Elle sourit aussi, malgré les larmes qui scintillent encore au coin de ses yeux verts.

— J’ai failli perdre un œil, mais tu vois, je suis chanceux, dit-il d’un air légèrement ironique. Je suis comme toi, désormais, je vois le bon côté des choses.

Gwendoline reste muette, toujours secouée de spasmes. Elle ne demande pas avec qui il s’est retrouvé en conflit. Elle s’en doute. Avec beaucoup de douceur, elle continue de caresser sa joue et constate, qu’au-delà de sa balafre, il a aussi changé physiquement.

Le breton ne porte plus sa barbe longue, mais une simple ombre de quelques jours.

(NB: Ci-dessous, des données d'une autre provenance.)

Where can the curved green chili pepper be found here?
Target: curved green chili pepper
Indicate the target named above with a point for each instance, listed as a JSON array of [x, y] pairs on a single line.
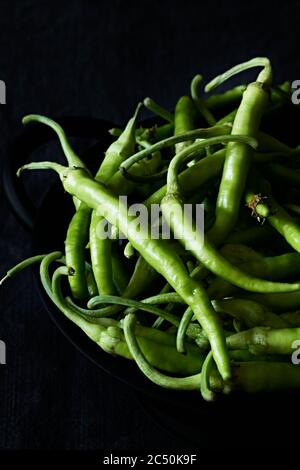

Ses cheveux aussi ont subi une transformation. Ils sont coupés courts, les côtés rasés ont repoussé, et à présent, le jeune homme ressemble davantage à un Gérald de Palmas esquinté qu’à un Johnny Depp du temps de sa splendeur. Même ses bijoux ont disparu. Seule une bague orne encore son annulaire droit, celle que sa mère lui a offert, si son souvenir est exact.

— Pourquoi tous ces changements ? finit-elle par demander, presque aphone.

En attendant sa réponse, toujours sous le choc de sa découverte, elle continue de le scruter de son regard émeraude, encore noyé du trop-plein d’émotions fortes. Même si la vision de sa blessure est difficile à supporter, elle ne peut s’empêcher de le dévorer des yeux.

— La barbe, ils me l’ont enlevée pour m’opérer, explique-t-il calmement. Et entretenir ma coupe habituelle me demandait trop d’efforts. Ce n’était pas gérable avec les soins quotidiens de l’hôpital, ni ceux que j’ai eu à faire à la maison ensuite.

Il passe la main dans ses cheveux d’avant en arrière puis continue sur sa lancée, bavard. Étrangement, lorsqu’elle le questionne à ce sujet, il accepte de se dévoiler sans tabou.

Parce que c’est elle.

— J’ai demandé à Bud de me faire quelque chose qui soit plus facile à vivre, dit-il sur un ton las. Je n’ai plus mon style original, celui qui t’a plu à l’époque. Mon image en a pris un sacré coup… je suis beaucoup moins plaisant à regarder maintenant. J’espère que cela ne te… répugne pas trop.

— Me répugner ? reprend-elle, étonnée, entre deux hoquets. Tu es encore plus beau qu’avant.

Erwann éclate de rire, les yeux de plus en plus humides.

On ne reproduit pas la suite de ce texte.